Since World War II, when the dollar eclipsed the British pound as the king of world currencies, the United States has reaped the rewards of its monetary strength. The greenback's sense of indestructibility allowed the U.S. government to borrow cheaply and gave rise to an era of rich American globetrotters toting the world's most easily convertible form of cash.
But the financial crisis that started in the United States is dramatically intensifying the debate over the future of the dollar, and whether it can, or should, remain at the top of the financial food chain. Although a meaningful shift away from the dollar is likely to take years or more, some analysts believe that the debate is now reaching a tipping point.
Last week, the leaders of Brazil, Russia, India and China -- whose governments are some of the world's largest dollar holders -- jointly declared the need for a "more diversified international monetary system," sparking a drop in the greenback on world markets. In recent months, China in particular has led a campaign for a new world monetary order, arguing that the financial crisis has exposed profound vulnerabilities in the U.S. economy and financial system. Those flaws, critics argue, show it is simply too risky for the world's central banks to rely largely on the dollar for their global reserves.
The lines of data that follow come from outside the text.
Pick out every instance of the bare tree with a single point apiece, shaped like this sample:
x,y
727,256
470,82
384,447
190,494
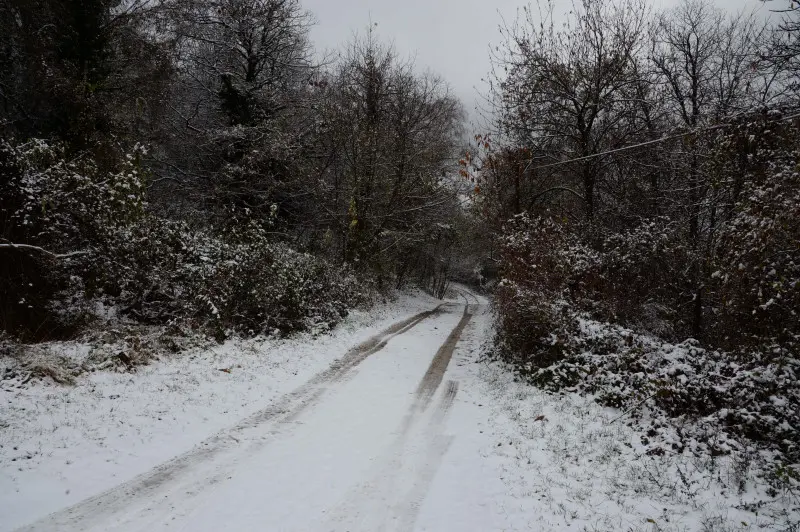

At the same time, Beijing has taken unprecedented steps to increase the international role of its own currency, the yuan, to a level commensurate with China's relatively new status as a major economic power. In the coming weeks, the International Monetary Fund -- the institution charged with the monitoring and stability of the global economy -- will issue a vast amount of currency-like assets known as Special Drawing Rights, which some analysts see as a long-term substitute for the hordes of dollar reserves being held by central banks around the world. Some now envision that the dollar will fall from its recent levels of 60 to 65 percent of international reserves to less than 50 percent a decade from now.